A system designed to test federated learning (FL) with audio data where clients are highly imbalanced. Models are trained on the FSD50K dataset, with clients based on the 'uploader' metadata. This can result in come clients with thousands of audio clips, with many more with only a single clip. The main features of the code provided here are:
- Script performing segmentation of FSD50K dataset into 101x96 mel-spectrograms as specified in the original FSD50K paper.
- Reformatting of metadata to include uploader info and number of created segments per original clip.
- PyTorch Dataset objects for the FSD50K mel-spectrogram data.

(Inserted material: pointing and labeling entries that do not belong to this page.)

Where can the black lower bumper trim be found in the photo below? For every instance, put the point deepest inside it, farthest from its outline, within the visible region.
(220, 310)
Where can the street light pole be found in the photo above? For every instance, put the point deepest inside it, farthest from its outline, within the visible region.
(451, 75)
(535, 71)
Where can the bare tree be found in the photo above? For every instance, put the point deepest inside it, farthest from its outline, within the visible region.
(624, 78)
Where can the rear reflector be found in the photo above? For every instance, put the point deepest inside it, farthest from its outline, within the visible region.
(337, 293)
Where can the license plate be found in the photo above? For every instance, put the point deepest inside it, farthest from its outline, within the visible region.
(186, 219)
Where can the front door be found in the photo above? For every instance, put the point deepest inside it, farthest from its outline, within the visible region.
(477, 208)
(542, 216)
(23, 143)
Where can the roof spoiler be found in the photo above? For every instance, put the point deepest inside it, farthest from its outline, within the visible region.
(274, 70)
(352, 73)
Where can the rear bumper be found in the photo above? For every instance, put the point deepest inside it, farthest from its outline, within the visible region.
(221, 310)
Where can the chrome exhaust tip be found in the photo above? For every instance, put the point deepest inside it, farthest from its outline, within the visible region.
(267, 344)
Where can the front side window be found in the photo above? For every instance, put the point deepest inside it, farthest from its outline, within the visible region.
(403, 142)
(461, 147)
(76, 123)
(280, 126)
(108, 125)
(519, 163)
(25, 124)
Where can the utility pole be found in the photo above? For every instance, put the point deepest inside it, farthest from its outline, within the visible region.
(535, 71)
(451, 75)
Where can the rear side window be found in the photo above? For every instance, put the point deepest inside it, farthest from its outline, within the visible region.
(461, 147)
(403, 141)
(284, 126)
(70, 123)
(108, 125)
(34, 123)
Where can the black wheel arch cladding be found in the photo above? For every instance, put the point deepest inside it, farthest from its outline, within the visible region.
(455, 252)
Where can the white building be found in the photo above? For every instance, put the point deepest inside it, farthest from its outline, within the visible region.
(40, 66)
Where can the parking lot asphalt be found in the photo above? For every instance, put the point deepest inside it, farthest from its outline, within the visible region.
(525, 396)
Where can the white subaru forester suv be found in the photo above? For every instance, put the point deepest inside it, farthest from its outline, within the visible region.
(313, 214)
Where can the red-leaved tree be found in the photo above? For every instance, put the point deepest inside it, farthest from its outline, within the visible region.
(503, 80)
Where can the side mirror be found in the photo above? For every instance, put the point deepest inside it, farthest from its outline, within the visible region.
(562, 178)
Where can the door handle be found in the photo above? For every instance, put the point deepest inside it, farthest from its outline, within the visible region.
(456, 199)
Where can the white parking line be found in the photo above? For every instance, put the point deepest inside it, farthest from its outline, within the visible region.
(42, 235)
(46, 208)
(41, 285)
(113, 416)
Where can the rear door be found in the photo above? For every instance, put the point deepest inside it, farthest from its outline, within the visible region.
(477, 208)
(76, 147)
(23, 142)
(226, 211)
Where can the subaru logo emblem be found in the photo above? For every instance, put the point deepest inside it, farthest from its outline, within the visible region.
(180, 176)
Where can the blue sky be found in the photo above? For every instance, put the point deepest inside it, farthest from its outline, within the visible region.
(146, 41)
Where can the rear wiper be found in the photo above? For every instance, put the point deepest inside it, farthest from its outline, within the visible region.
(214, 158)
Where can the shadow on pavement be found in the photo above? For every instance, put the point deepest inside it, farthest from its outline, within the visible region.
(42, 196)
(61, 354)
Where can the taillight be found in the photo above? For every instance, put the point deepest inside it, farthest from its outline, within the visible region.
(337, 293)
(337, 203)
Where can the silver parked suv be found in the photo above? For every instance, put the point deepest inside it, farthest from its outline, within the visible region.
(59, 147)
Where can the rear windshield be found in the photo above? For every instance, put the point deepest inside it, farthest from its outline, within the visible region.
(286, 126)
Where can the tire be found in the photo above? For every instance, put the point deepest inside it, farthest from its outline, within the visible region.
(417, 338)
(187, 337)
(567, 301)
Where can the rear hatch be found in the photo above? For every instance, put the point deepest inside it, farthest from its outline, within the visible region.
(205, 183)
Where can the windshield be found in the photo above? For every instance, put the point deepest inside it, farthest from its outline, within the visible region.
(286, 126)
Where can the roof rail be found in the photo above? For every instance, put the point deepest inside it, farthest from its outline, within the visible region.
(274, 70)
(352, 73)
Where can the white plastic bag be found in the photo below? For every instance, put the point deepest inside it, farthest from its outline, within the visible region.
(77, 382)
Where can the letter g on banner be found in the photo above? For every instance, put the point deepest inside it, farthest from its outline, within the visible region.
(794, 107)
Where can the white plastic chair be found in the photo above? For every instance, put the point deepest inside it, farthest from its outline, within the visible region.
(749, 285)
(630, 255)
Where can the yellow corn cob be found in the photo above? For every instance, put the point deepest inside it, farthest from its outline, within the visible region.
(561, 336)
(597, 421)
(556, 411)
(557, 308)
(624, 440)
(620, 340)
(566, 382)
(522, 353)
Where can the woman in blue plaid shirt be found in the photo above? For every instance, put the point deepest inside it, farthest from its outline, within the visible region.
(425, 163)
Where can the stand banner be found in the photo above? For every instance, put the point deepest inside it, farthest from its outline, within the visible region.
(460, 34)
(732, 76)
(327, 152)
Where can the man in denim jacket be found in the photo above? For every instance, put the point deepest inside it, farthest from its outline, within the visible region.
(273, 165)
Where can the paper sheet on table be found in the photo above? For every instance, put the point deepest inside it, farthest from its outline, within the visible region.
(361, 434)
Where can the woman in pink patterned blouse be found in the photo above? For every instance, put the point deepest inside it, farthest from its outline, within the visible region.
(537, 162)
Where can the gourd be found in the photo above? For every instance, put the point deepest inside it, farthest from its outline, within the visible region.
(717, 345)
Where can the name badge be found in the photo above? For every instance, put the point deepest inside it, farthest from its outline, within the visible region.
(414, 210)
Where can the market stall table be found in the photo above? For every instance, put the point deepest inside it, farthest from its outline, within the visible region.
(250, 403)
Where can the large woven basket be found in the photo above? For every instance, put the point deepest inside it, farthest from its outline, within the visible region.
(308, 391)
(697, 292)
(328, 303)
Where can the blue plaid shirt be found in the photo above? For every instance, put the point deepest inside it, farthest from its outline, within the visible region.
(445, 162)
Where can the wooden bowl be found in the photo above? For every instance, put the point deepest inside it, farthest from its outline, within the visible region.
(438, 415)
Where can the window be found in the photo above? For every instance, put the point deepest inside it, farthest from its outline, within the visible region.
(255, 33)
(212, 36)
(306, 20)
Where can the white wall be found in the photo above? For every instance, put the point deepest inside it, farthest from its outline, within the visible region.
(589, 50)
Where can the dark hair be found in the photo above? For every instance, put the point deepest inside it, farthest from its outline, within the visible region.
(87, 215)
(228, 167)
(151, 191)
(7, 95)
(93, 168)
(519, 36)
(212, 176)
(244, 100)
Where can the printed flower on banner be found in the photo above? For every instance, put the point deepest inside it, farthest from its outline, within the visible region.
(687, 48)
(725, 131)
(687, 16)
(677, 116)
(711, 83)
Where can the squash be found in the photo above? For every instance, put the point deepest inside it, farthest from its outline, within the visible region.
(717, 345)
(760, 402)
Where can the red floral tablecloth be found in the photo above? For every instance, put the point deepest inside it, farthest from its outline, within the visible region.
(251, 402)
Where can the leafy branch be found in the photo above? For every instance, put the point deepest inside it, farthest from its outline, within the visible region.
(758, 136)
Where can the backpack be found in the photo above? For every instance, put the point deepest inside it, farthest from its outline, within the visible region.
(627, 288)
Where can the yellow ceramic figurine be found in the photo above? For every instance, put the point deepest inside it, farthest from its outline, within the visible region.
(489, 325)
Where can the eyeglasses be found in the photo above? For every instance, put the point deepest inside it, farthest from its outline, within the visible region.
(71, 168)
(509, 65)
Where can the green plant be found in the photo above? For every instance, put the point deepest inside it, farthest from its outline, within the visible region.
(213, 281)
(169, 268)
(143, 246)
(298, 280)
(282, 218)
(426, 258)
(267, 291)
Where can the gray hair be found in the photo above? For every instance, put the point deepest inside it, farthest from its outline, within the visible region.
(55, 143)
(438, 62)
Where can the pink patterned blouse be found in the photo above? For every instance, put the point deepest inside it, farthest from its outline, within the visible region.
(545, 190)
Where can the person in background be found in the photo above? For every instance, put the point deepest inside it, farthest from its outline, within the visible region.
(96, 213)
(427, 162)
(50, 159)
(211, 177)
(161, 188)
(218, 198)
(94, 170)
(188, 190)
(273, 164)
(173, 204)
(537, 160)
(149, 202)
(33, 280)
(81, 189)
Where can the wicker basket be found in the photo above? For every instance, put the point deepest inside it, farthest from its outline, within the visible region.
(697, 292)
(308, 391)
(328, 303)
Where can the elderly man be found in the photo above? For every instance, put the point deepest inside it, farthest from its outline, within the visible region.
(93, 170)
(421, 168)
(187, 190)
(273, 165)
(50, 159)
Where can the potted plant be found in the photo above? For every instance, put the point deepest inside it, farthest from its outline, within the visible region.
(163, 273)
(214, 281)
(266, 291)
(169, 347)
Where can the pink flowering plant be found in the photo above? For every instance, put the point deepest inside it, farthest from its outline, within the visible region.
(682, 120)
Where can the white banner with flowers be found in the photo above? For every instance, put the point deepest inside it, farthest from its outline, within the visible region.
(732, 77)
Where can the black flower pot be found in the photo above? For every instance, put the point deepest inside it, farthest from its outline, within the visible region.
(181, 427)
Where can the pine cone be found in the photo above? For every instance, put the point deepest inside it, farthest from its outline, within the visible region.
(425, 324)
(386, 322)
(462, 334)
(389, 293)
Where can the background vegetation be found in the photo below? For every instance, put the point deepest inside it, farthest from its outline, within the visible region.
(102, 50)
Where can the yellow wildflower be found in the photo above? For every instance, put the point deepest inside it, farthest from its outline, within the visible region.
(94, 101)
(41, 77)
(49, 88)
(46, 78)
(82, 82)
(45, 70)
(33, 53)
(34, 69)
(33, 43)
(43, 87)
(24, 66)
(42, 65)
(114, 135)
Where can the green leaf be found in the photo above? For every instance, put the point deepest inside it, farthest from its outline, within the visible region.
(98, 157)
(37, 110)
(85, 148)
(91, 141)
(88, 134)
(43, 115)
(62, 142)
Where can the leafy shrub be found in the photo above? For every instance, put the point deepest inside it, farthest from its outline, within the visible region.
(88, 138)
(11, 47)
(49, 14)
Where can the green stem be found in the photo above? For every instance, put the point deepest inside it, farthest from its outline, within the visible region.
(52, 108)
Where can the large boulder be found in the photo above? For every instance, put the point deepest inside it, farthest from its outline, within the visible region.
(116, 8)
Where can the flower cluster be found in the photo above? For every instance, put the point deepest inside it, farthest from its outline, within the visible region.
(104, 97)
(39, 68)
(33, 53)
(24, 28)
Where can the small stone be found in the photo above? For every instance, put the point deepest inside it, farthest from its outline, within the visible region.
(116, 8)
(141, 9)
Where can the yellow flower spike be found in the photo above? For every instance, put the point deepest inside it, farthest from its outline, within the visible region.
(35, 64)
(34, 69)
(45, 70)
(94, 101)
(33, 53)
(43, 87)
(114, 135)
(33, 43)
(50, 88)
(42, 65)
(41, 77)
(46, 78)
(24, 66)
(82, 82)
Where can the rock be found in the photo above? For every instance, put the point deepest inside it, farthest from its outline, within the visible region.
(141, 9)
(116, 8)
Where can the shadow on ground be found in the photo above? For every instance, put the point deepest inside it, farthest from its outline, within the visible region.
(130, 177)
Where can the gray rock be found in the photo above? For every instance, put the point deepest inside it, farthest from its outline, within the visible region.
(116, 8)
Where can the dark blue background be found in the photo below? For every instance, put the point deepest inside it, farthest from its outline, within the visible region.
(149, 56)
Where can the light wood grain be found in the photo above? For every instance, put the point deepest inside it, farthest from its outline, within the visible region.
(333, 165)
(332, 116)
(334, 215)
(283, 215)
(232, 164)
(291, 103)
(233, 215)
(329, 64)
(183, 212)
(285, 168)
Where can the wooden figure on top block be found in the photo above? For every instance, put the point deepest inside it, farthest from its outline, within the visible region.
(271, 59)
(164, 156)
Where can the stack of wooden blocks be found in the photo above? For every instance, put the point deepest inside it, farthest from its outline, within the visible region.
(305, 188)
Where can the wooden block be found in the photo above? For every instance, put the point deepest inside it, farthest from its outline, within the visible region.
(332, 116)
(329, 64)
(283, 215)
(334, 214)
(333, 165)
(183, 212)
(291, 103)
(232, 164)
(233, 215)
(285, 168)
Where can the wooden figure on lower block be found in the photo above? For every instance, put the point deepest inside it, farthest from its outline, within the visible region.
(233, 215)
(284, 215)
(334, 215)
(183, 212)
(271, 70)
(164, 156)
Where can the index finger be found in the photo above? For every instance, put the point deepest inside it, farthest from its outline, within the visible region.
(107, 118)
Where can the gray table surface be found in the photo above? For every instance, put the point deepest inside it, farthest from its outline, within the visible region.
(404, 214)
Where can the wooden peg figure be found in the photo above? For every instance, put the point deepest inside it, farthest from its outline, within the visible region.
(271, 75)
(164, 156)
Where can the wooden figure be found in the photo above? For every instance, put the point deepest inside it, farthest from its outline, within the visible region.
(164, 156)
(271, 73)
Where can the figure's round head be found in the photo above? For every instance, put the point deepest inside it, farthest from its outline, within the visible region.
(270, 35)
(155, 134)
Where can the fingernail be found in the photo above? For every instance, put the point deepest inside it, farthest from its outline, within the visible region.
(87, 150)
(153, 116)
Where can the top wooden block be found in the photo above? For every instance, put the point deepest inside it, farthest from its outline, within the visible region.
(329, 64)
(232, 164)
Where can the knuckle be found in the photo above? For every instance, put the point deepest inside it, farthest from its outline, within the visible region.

- Functions to train models using FL.
- Script utilising
ray[tune]to perform a grid search of FL parameters.
- Python 3.6 or later
- Python modules:
Tested using Python 3.6.12 on Ubuntu 20.10. From a fresh virtual environment on a CUDA-enabled Linux system, the following installation order should work:
conda create --name flfsd50k python=3.6
conda activate flfsd50k
conda install pytorch torchvision torchaudio cudatoolkit=11.1 -c pytorch -c conda-forge
conda install pandas
conda install -c anaconda scipy
conda install -c conda-forge scikit-learn
conda install -c conda-forge pytorch-lightning
conda install -c anaconda seaborn
pip install ray
conda install -c conda-forge libsndfile
The resulting environment has been frozen into requirements.txt. Check the file for a full detail on versions and dependencies.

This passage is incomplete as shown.